Sur la nouvelle de la mise en liberté de la militante de ETA, Inés del Rio, en raison de l'avis de la cour européenne des droits de l'homme, les journaux nous ont donnés son opinión à la même fois qu'ils nous ont informé. On peut le voir dans les articles publiés dans Lemonde.fr et dans Elmundo.es le 22 et 21 Octobre respectivement.
Dans les deux articles nous voyons un résumé de la nouvelle sur la libération d'Inés del Rio, une militante de la bande térroriste ETA, mais tout de suite nous nous apercevons que les deus journaux vont par duex chemins différents sur une même nouvelle.
Lemonde.fr, avant de nous faire voire qui est cette térroriste, il nous parle de la cour des droits de l'homme et il nous rappelle que le goubernement de Madrid (Espagne), est obligé à libérer des dizaines des prisoniers d'ETA, et il ne dit rien des autre prisoniers qui ne sont pas térroristes et que verront comme sa peine est reduite. Il ne dit pas non plus que Inés del Rio a causé 24 assassinats et que si elle serait sortie en 2008 , comme dit la cour européenne des droits de l'homme, elle auriez été 21 ans en prison.

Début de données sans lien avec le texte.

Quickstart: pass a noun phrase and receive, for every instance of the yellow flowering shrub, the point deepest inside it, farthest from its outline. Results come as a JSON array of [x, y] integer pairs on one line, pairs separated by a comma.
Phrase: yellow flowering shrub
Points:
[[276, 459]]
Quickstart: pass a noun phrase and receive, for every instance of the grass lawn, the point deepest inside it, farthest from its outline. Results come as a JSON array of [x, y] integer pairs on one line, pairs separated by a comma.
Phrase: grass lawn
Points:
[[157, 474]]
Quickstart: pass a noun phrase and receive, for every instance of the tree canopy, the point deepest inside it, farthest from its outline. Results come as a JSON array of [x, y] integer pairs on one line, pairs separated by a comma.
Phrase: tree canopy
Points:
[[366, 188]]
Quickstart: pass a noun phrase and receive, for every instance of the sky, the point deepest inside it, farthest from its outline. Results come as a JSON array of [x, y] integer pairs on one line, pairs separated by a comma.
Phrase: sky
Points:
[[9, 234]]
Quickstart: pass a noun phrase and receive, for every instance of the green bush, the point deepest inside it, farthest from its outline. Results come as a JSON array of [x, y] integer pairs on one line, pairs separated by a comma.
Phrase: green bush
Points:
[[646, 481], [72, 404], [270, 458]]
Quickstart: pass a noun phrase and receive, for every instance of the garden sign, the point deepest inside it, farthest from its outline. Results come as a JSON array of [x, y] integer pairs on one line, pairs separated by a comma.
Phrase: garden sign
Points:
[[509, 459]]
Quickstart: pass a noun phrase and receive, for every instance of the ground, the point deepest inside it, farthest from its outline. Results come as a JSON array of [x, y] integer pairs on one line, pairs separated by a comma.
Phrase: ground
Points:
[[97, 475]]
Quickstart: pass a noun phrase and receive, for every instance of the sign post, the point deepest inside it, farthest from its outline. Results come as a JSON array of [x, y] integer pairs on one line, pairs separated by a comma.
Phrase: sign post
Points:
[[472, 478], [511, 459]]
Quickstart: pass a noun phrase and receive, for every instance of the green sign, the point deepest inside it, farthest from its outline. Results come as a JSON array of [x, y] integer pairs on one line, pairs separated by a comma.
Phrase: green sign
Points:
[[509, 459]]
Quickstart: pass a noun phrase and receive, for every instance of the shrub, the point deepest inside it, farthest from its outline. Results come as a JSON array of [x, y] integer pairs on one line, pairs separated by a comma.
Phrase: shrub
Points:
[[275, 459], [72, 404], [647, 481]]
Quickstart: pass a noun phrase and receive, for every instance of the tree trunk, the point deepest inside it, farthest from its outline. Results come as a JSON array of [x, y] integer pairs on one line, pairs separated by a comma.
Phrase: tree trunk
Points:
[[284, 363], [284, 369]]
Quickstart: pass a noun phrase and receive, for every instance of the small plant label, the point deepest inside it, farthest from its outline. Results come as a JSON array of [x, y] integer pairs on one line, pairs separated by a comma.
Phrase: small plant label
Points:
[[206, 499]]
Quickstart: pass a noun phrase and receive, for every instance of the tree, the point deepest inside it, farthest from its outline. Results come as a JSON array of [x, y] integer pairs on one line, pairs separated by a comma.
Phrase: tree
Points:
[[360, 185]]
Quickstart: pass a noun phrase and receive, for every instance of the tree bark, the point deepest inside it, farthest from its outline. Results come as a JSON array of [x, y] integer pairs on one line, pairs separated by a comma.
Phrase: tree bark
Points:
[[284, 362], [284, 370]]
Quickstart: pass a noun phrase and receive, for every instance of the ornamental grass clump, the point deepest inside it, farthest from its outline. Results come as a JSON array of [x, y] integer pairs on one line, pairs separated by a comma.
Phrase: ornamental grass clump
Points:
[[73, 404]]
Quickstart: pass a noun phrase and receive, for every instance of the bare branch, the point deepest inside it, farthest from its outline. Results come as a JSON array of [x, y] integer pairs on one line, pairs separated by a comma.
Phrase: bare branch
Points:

C'est presque à la fin et en six lignes seulement, que lemonde.fr nous parle des assassinats d'Inés del Rio, mais tout de suite il continue à nous rappeller que " la détention d'Inés del Rio n'est pas réguliere depuis le 3 jouillet 2008". Qand on voit l'utilisation des mots comme liberté, libérable, lliberation, on peut penser que le journaliste veut conditionner notre opinión, mais surt Parout s'est dans la phrase "goupe basque" et "organisation séparatiste basque", c'est quand nous voyons que le journal français ne pensé pas que se soit un groupe d'assassins et si un groupe de gens qui luttent pour la liberté de son pays.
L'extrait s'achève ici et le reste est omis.